Swiss President Moritz Leuenberger has praised Switzerland's volunteer workers for their essential contribution to society.
In a speech to mark the United Nations International Volunteer Day, Leuenberger said that unpaid work was a "privilege" and that individuals could make a difference.
His comments came as events were held in Switzerland to mark the day.
Leuenberger said that unpaid work may only seem to make a small contribution – those who ran soup kitchens could not solve the problems on the streets or people who gave language classes to asylum seekers could not do anything about why people fled their home countries.
But their work was important in that the more such projects were carried out the more they would become the norm. This was good for society, he said.

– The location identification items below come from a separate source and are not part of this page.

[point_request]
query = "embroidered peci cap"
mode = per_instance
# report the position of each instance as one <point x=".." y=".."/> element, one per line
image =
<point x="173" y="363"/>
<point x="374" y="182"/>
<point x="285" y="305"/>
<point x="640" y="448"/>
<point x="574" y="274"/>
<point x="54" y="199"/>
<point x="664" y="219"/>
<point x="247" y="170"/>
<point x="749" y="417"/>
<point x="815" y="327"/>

"Each of these acts constitutes the foundation for social and cultural justice," said Leuenberger.
His remarks come a day after a survey commissioned by the Swiss Non-Profit Association revealed that two-thirds of the population had carried out some form of voluntary work in their lifetimes, which added up to 750 hours of unpaid labour.
The study – carried out to coincide with the international day – is aimed at helping raise awareness of unpaid work, said the association.
It is intended to complement the figures already gathered by the Federal Statistics Office, which estimated that one in four Swiss worked as volunteers. The new survey is more precise, said the association, which is why the office's statistics were lower.
In particular the report distinguished between formal volunteer work, such as for organisations or associations, and informal work such as looking after relatives or non-relatives outside the home. The latter was found to be the most popular.
The survey is expected to be the first of many on the subject to be carried out over the next few decades.
For its part, the volunteer forum portal - whose members include local authorities, social organisations and churches - said that volunteers made many cultural and social events possible in Switzerland.
It has organised a series of events across the country on Tuesday to highlight the importance of unpaid work.
The forum has also called for more recognition and support for volunteers from the government and local authorities, including the setting-up of a special centre for voluntary work.
swissinfo with agencies
According to the Federal Statistics Office (issued last year):
People engaged in voluntary work: 1.5 million.
Unpaid services for others: 1.4 million.
Hours spent in voluntary work in 2000: 740 million.
Value of voluntary work in 2000: SFr27 billion.
The International Volunteer Day for Economic and Social Development was adopted by the United Nations General Assembly in 1985.
Since then, governments, the UN system and civil society organisations have joined volunteers around the world to celebrate the day on December 5.
The Swiss-based International Federation of Red Cross and Red Crescent Societies says its 100 million volunteers and members around the world are essential for successful humanitarian assistance.